Participants were instructed to complete the experiment in a distraction-free environment and maintain ~ 60 cm from the center of their screen (either a desktop or laptop), which displayed a black background and a center fixation cross. Experimental blocks contained either single-to-single (S-S) or ensemble-to-single (E-S) face pairs. Block order was randomized.

Trials in each block began with a 500 ms intertrial interval (ITI) displaying a fixation cross, followed by stimulus presentation for 300 ms (either a single face or ensemble), a 200 ms interstimulus interval (ISI), a single face probe for 300 ms, followed by another 200 ms ISI, and, finally, the response screen. Participants were prompted to rate the emotional similarity between the stimulus and probe on a scale of 1–7 (very dissimilar–very similar expression) using the keyboard number bar (Fig. 2). For S-S trials, this was the similarity between the two single face probes. For E-S trials in Experiments 1 and 2, this was the similarity between the overall ensemble expression and the single face probe. For E-S trials in Experiment 3, this was the similarity between the centrally-located face of the ensemble and the single face probe—see Fig. 2.

Fig. 2
figure 2

General trial schematic and examples of stimulus-probe pairs. Participants rated the expression similarity between a stimulus and a subsequent single-face probe: (A) single-single (S-S) pairs used in all experiments; (B) ensemble-single (E-S) pairs in Experiment 1, with ensembles consisting of same-valence surround faces; (C) E-S pairs for Experiments 2 (distributed attention task) and 3 (focused attention task), in which the central face has opposite valence relative to the ensemble surround (i.e., inconsistent center-surround ensemble); and (D) E-S pairs for Experiments 2 and 3, in which the central face and surround exhibit the same valence (i.e., consistent center-surround ensemble).

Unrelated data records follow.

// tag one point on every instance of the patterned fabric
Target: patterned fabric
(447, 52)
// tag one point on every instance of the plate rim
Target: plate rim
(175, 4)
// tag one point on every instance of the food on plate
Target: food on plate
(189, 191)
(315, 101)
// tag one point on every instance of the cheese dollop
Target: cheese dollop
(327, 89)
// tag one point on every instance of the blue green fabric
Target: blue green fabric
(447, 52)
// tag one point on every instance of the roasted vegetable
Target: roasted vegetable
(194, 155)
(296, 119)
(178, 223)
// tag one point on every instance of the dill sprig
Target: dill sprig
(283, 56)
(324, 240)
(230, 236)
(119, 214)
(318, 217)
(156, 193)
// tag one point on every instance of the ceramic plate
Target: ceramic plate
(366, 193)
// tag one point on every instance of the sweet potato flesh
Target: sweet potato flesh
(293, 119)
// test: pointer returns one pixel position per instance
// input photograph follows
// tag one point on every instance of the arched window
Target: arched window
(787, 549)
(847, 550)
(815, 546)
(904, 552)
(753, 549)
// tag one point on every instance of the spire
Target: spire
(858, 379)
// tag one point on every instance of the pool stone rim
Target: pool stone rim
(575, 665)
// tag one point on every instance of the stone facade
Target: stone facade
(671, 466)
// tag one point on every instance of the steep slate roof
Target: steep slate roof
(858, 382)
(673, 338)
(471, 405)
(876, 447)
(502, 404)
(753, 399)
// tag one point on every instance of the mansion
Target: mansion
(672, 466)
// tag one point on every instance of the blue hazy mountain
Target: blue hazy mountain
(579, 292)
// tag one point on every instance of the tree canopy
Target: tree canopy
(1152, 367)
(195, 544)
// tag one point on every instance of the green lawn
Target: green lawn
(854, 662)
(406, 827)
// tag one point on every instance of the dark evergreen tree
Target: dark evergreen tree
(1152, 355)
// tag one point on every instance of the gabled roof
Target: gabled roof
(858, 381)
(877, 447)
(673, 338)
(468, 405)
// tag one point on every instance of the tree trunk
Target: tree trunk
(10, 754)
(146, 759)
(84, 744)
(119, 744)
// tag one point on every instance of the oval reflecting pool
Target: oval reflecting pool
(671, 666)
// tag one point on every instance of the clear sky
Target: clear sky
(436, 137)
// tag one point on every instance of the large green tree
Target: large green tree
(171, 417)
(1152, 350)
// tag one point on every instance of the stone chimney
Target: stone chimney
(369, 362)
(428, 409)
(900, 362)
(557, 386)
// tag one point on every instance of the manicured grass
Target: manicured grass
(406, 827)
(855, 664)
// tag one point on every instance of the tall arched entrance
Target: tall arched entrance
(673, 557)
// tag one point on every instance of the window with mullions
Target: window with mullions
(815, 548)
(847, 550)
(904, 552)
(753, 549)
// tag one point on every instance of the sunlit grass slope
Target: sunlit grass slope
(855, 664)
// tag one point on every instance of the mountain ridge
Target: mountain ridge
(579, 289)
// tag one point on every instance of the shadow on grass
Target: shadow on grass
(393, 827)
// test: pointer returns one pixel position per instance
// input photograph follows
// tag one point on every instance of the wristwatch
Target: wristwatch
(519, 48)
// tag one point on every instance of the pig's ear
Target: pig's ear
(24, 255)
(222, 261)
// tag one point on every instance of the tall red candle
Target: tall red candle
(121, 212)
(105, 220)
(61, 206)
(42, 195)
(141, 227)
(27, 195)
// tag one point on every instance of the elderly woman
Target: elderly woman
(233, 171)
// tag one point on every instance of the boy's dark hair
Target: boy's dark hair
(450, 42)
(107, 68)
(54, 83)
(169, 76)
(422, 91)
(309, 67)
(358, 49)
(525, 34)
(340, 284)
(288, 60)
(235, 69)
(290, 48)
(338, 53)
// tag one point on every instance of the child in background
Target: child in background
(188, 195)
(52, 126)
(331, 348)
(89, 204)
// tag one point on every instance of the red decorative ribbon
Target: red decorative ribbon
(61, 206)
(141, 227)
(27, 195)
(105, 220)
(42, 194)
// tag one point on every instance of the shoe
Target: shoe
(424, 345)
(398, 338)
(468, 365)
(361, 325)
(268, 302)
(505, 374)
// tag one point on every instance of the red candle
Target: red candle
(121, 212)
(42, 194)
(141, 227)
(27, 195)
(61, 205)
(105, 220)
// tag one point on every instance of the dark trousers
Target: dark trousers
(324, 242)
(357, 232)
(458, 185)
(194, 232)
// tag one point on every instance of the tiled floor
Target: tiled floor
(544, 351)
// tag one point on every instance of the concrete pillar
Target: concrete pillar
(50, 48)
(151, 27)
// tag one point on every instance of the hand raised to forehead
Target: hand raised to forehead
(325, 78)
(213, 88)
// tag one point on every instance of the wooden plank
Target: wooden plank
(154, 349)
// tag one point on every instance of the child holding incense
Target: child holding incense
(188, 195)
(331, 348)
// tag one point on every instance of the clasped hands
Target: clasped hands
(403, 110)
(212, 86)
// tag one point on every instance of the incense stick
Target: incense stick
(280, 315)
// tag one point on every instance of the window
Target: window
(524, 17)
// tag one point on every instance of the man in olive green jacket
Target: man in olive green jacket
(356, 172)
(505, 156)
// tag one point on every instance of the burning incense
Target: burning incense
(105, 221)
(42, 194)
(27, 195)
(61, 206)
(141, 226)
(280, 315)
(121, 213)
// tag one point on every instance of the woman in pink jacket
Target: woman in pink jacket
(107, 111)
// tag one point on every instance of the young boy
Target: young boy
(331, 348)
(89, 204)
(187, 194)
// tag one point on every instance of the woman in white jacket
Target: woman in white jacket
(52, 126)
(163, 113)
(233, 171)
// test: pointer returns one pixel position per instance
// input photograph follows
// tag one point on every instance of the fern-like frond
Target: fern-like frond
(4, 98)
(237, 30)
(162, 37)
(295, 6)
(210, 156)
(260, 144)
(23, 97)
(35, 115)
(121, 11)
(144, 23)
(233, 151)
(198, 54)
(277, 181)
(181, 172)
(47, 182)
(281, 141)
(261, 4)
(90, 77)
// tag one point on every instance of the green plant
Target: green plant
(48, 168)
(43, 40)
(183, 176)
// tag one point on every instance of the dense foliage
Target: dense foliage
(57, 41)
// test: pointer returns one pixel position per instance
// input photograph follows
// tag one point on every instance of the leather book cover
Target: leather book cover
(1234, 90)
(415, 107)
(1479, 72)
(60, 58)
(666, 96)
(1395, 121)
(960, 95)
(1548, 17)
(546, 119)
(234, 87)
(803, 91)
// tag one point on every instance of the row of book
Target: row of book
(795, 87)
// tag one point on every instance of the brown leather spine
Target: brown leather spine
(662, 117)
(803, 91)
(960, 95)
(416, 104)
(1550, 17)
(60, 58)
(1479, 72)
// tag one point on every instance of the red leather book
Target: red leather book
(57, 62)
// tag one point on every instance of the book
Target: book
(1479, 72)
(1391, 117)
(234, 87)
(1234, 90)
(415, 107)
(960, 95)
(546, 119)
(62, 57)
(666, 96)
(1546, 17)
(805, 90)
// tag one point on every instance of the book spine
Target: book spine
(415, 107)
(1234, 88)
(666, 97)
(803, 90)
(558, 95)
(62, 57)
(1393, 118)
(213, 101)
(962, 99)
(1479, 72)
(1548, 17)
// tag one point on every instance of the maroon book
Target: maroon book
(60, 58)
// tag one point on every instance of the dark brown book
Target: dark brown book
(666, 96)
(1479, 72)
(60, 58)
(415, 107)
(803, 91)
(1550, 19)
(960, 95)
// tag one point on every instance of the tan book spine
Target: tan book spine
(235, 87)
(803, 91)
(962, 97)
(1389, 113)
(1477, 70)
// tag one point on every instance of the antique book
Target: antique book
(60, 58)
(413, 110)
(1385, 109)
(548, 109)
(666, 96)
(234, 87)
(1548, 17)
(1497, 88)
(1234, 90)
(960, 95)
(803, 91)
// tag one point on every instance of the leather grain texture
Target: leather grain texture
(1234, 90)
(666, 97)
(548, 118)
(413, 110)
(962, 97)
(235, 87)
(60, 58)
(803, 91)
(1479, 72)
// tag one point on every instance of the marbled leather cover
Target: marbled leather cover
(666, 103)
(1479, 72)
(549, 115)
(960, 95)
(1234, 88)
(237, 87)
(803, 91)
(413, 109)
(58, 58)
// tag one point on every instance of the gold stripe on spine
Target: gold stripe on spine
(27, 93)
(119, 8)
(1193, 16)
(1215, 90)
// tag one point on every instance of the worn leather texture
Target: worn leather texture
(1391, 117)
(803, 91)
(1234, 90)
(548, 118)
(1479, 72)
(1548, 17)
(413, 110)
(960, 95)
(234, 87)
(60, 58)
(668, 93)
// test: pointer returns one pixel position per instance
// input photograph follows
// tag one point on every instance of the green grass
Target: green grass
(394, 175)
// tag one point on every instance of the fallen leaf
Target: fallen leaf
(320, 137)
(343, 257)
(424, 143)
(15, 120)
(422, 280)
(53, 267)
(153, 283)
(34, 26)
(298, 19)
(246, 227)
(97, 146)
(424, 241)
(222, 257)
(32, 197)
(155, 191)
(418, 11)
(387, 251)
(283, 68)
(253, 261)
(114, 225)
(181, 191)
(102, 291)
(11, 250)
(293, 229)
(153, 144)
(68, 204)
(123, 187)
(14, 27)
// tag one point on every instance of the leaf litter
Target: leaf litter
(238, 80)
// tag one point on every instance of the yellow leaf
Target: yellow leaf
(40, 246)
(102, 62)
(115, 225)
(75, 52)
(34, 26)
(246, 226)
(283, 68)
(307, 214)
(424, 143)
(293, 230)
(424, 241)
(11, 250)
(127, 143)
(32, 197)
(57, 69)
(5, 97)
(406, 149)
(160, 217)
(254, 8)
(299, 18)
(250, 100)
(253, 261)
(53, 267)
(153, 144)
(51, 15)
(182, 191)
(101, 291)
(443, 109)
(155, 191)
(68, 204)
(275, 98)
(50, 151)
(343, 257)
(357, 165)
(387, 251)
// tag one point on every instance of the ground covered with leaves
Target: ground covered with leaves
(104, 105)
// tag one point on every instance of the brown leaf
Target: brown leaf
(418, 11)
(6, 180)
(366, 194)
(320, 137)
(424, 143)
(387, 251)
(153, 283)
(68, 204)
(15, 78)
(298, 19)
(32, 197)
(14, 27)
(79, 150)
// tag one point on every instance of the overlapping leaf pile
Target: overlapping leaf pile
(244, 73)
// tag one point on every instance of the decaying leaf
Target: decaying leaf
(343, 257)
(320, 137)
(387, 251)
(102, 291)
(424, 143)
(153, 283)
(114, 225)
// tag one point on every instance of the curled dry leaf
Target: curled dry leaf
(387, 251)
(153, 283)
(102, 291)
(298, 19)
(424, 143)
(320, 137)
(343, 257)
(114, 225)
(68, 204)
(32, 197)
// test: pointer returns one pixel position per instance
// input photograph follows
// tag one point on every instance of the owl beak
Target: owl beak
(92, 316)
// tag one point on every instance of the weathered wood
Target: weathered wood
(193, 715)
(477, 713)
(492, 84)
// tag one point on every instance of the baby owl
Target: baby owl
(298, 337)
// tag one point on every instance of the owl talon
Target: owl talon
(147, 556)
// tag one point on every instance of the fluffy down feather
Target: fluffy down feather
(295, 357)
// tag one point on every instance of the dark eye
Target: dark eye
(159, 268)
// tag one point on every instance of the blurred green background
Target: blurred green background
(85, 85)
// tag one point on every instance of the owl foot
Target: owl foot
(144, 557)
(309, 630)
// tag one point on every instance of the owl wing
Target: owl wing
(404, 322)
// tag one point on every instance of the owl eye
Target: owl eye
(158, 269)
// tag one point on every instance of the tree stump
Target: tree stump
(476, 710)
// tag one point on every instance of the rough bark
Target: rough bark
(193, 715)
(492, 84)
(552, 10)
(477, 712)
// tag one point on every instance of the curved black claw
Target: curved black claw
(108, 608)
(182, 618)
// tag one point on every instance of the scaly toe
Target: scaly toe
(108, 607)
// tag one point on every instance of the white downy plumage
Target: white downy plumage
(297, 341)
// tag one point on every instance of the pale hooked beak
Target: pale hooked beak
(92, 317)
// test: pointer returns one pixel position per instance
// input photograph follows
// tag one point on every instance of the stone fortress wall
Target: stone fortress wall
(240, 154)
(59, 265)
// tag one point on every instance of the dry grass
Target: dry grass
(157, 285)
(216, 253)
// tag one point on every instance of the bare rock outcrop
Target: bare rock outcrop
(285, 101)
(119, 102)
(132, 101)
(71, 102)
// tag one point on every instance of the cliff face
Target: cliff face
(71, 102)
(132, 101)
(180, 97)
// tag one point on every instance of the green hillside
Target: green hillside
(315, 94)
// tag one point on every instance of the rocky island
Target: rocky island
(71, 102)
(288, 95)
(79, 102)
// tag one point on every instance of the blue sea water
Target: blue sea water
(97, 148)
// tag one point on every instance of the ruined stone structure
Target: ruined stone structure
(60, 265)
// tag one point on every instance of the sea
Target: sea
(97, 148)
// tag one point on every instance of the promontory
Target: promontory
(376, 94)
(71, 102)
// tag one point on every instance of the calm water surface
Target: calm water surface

For ensembles, participants were instructed to provide ratings based on either the “overall emotional expression” (Experiments 1 and 2), or the emotional expression of only the center face (Experiment 3).

For the S-S block, a single-face stimulus appeared at the center of the screen followed by another single-face probe at the same location. Participants were required to fixate the center cross location at all times, even when absent during the stimulus and probe face displays. For the E-S block, ensemble stimuli consisted of six faces sharing the same valence (i.e., all positive or all negative), arranged in a circle around the fixation cross, followed by a single face probe at the center of the screen.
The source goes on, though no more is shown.